Please excuse the hyperventilation. But, really. What McIlroy has done at Congressional Country Club has passed beyond fantasy into phantasmagoria. Not content, apparently, with all those 3s on McIlroy's scorecard -- 12 in his first 25 holes -- the gods who decide golfers' fates agreed it was time for a 2. And from 114 yards, with a wedge, McIlroy hit a nice enough second shot to the eighth green. It flew far past the flagstick before coming to earth. On landing, as if controlled by higher authority than McIlroy, the ball went into reverse. And not just your everyday backspin roll. This one rolled 30 feet and into the cup.

See? Something's happening here. Even the man himself is at a loss. "I don't really know what to say," McIIlroy said. "It's been two very, very good days of golf."

For two days, the complicated game has been made simple. Think it, it happens. "I'm hitting fairways. I'm hitting greens. I'm holing my fair share of putts." Bobby Jones said golfers are "dogged victims of inexorable fate." But not all the time. Sometimes, perhaps from 114 yards out, they are celebrants of fate. "It's always a bonus when you hole it from the fairway," McIlroy said. "There's a bit of skill involved, but there's also a little bit of luck in here was well."

All this may not be proof positive of supernatural occurrences. But it certainly is evidence of a prodigy reaching maturity. He won the European Amateur at 17. He has won twice as a professional, at Dubai in 2009, at Charlotte last year. To hear the young man from Northern Ireland -- he turned 22 only last month -- is to hear a wise old head. McIlroy knows, for instance, that he must continue to play both aggressively and smartly -- more important, he knows that the proper order of those elements calls for him to play "smartly . . . but aggressively." Had Greg Norman, to drop a name, come with McIlroy's head attached, he might have won a Masters, to drop a name, by a dozen shots. The happiest part of McIlroy's performance here is that he is aware of its beauty. Nice, he said, turning a lovely phrase, "when all parts of your game are on song."

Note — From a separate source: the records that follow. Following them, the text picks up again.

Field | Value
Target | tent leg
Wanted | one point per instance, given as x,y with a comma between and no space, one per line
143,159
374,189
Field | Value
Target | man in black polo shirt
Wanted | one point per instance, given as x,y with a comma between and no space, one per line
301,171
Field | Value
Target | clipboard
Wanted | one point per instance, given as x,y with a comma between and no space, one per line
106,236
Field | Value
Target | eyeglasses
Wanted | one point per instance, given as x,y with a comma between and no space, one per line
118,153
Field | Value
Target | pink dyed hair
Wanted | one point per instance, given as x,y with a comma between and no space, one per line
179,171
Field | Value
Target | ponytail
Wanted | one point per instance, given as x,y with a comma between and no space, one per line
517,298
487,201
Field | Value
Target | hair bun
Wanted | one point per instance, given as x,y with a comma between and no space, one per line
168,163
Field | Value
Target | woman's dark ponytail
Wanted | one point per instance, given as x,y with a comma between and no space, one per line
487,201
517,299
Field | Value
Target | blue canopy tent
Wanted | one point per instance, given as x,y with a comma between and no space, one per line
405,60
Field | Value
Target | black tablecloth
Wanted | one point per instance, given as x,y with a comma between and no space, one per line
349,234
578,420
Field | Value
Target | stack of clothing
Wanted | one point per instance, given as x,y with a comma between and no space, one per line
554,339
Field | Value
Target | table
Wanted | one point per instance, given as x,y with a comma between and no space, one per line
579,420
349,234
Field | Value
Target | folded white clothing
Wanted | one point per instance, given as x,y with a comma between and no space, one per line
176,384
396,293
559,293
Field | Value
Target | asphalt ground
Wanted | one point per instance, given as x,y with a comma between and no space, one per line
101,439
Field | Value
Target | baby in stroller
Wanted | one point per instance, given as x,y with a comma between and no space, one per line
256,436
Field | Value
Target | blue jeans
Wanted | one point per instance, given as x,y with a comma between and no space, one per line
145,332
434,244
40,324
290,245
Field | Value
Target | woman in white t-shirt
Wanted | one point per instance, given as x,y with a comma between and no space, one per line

At the moment, McIlroy is an outlier, so far removed from others of his kind as to be something completely different. Alone in this U.S. Open, maybe alone in the history of all Opens, he played the first 35 holes without a bogey. When he missed a makeable eagle putt on his 33d hole, even the hardened denizens of the media tent groaned in disappointment. Through two rounds, McIlroy' has made 16 3s and the 2. His ringer score is 60. My Golf Digest colleague, Guy Yocom, noticed McIlroy's foot on the accelerator and fired off a tweet saying it reminded him of an old poster that showed two buzzards sitting on a tree limb, one saying, "Patience, hell. I'm gonna kill something."

Now a word of caution for those of us smitten with Rory McIlroy: Twice before he has gone low-60s in majors only to follow with 80s, first at the 2010 British Open, again at this spring's Masters. And that dreaded pull-hook that often has ruined him under pressure may have shown its evil snakeface on today's last hole; he hit his drive into the left rough, drew his second into a pond, and closed with a double-bogey 6.

But true believers can argue that McIlroy's double was more evidence that he knows exactly what he's doing. A Chinese proverb calls for a man to insert a mistake into his work lest he be charged with the arrogance of seeking perfection. So there you are. The double was Rory McIlroy's way of keeping fate on his side.